Major health insurance mergers aren’t a done deal yet

A new analysis suggests 2016 may be a big year for Justice Department scrutiny, throwing the destiny of Anthem/Cigna and Aetna/Humana into question

Insurance News


The chief executive officers of Aetna Inc. and Anthem Inc. are confident that their planned acquisitions of rivals Humana and Cigna, respectively, will go forward. Shareholders have approved the $54.2 billion and $47.5 billion transactions, and both are expected to close in the second half of the year.

Yet a closer look at how the Department of Justice is treating such megamergers suggests that the sailing may not be quite so smooth.

A recent report from law firm Gibson Dunn & Crutcher LLP reveals that antitrust enforcement is growing, with 2015 a “banner year for [Department of Justice] merger enforcement efforts.” In fact, antitrust enforcement agencies brought an average of 34 merger enforcement ations per year, increasing to 41 between 2010 and 2012.

Going forward, Gibson Dunn believes federal agencies will “continue to challenge transactions at a relatively high rate.”

While the Justice Department is still reviewing the Aetna-Humana and Anthem-Cigna mergers, it has set a precedent of objecting to high-profile merger proposals in other sectors. General Electric and AB Electrolux called off their deal in December, as did Tri-Union Seafoods and Bumble Bee Foods, after the Department objected to them on the basis of reduced competition.

It also investigated deals between Comcast and Time Warner and AT&T and DirecTV. The latter went through, while the former was called off after the Department voiced its concerns.

The Justice Department has similar issues with the health insurance proposals.

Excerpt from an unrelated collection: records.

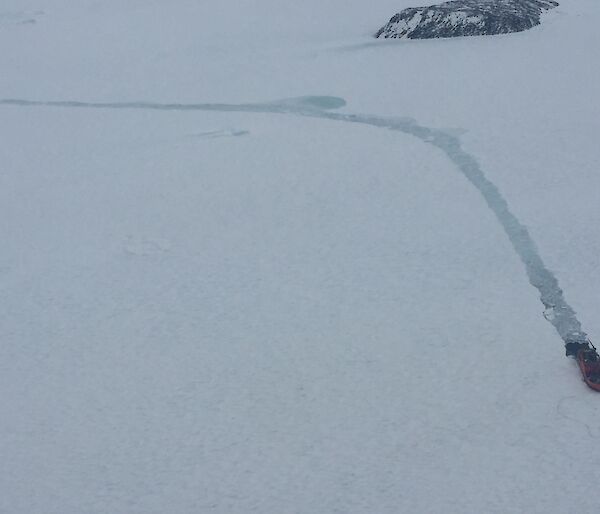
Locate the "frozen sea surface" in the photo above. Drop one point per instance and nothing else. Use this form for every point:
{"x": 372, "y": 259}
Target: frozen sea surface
{"x": 318, "y": 316}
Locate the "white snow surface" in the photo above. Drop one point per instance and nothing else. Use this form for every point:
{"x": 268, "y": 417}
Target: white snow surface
{"x": 236, "y": 312}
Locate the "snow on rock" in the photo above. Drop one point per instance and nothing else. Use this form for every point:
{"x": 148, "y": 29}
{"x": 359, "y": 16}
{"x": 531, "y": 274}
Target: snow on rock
{"x": 465, "y": 18}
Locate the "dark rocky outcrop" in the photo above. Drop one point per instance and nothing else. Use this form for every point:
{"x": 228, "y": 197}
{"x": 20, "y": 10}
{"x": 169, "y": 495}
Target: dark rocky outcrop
{"x": 466, "y": 18}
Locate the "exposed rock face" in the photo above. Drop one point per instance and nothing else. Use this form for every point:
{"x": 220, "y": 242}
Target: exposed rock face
{"x": 466, "y": 18}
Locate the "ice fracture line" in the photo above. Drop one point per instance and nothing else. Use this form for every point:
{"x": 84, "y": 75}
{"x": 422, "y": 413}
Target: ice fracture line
{"x": 557, "y": 311}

It is concerned the transactions will result in rate increases, affecting local and regional markets for specific insurance products.

In 2012, for example, the department raised concerns with Humana’s acquisition of Arcadian Management Services as well as WellPoint’s acquisition of Amerigroup due to lack of competition in smaller markets.

If any of the deals currently being proposed go through, analysts say it would result in an industry topped by three dominant carriers – each earning more than $100 billion in annual revenue. That could seriously dampen competition in many markets.

Industry officials, however, say merger and acquisition activity is not likely to affect premium pricing. Instead, insurers’ “focus is on making sure consumers have affordable coverage,” a spokesperson for America’s Health Insurance Plans said.

Greater affordability certainly seems to be the focal point of messaging coming from health insurers. Anthem CEO Joseph Swedish characterized the potential takeover of Cigna as a deal that would result in “the scale to drive greater efficiency and affordability for our customers” as well as “improvements in the total cost of care.”

Yet some critics say that rhetoric doesn’t always pan out in reality.

“There’s no good evidence out there that scale is associated with lower premiums or improvements in plan quality,” Leemore Dafny, a former official with the FTC, told the Wall Street Journal. Even if there are cost savings to be had, Dafny questions whether insurers would pass those on to consumers.

Regardless of the effect on the market, merger and acquisition activity among insurers is likely to continue. The ACA’s stipulation that insurers spend the majority of premiums on healthcare creates incentives to cut back on administrative costs – something that’s more easily done in a merger.

Similarly, pressure to collect data on consumers in an attempt to cut back on healthcare costs is better accomplished by companies that have the scale and resources to do so.

Analysts say they expect these and other forces will continue to push insurers toward consolidation, and expect a deal between any of the top five health insurers shortly.